One story that immediately comes to mind, is the Hunting of the Wolf, told by Mablung.
But there are so many stories I would want to hear:
- Eärendil's journey (though not quite Middle-earth, I know)
- Echtelion's and Glorfindel's fight with the Balrogs.
- Galadriel's account on why she choose to remain.
- Elrond telling of the battle on the slopes of Mount Doom.
- Fingon telling of the rescue of Maedhros.

and many, many more.


----------



## Confusticated (May 10, 2004)

The reason the thread has this title is that I was originally going to ask which tale you would most like to hear from the elves, but at the last minute I widened it before submitting the thread. Changing the title had slipped my mind!


----------



## Arvedui (May 10, 2004)

Then I would also like to hear the stories of the destruction of Arnor/Arthedain (surprise!)

And the Drúedain.
And Tuor.
And what exactly caused the curse of the Dead People.
And the coming of the Númenóreans to Middle-earth, how the people of ME reacted to that.
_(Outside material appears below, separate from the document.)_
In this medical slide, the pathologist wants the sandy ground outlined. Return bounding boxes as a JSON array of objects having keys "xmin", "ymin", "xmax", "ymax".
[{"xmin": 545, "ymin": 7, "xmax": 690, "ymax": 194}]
And a bunch of other stories, mostly concerning questions that we don't know the answer to, like who King Bladorthin was, and the Mouth of Sauron, and the origin of the Nazgûl.

All told by Tom Bombadil...


----------



## Starbrow (May 15, 2004)

I'd love to hear the story of Luthien and Beren sung. I'd also like to hear Frodo and the Ring of Doom.


----------



## HLGStrider (May 25, 2004)

Beren and Luthien. . .I don't suppose it could be told by Daeron. . .now that would be ironic.


----------